Sleep quality was not great last night. I felt too hot, too cold, nauseous, achy, and itchy. Which leads me back to my annoying little alarm clock that I had reset for an extra fifteen minutes of shut-eye. Reluctantly, I drug myself out of bed, made coffee, choked down some shredded wheat and headed out to the gym. The ladies are waiting for me and I must go!
Run 2 miles Moderate pace
100 One and a quarter Body Weight Squats
Run 1 mile Moderate Pace
100 Sumo Air Squats with Lateral Leg Raise
Run 220 Moderate Pace
Walking lunges 130
Ass burners 50 each leg
100 Yard Sprint with Low Hurdles x 2
Jog 1/2 mile back to the gym…
Home now, I am reflecting back on my time at the gym this morning, I was warming up on the elliptical. I was in the midst of the usual good-natured cacophony of excuses that we tell ourselves at the gym. On some level, I think that this is okay. It is a way to bond with each other. This is hard, and this is why, but we are here doing it anyway. On the other hand, I completely believe that what we tell ourselves is so powerful.

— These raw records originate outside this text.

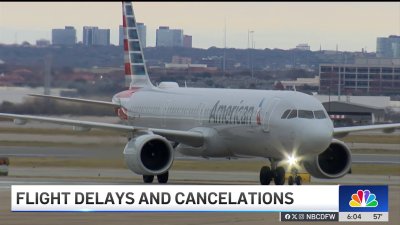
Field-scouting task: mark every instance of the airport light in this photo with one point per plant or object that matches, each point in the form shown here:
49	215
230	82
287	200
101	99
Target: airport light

By merely stating, that I didn’t sleep well last night, my hip hurts, my muscles are sore, and so on, we are setting ourselves up to be less than we can be. Why make excuses at all? This morning, I had to interject. “Okay ladies, no excuses today. I have a one hundred degree fever. I’m here, and if I can do this, so can you.” One of the gals asked incredulously, “Why are you here?” Which is a very valid question. I’m here because, I want to burn it out! Here’s the thing. I believe that if I can raise my body temperature through exercise, before something has a chance to grab hold of me, that there is the possibility I can kill it before it does. This only works for me if whatever bug I am entertaining has not fully taken up residence. If I am full blown sick, then in to bed I go. Most of the medical advice that can be found online is counter intuitive the burn it off strategy. However, I know several athletes who swear by this method. I am not a doctor, nor a scientist. I cannot back this up with studies and data, nor can I recommend that you try this at home; however, for me, this has worked in the past. It makes sense if you think about it. A fever is a function of your immune system designed to help the body fight infections. Bacteria and viruses cannot live at higher temperatures and are killed by fever. Can you see where I get my logic? Unfortunately for me, at least initially, today’s efforts were only marginally successful.
Home again, still feeling queasy, I popped the thermometer into my mouth. Just over one hundred degrees. That bed of mine is looking mighty comfy. I slid between the sheets and pulled the covers up over my head. Just a little more down time to let the fever do its work. Thank God tomorrow is another day.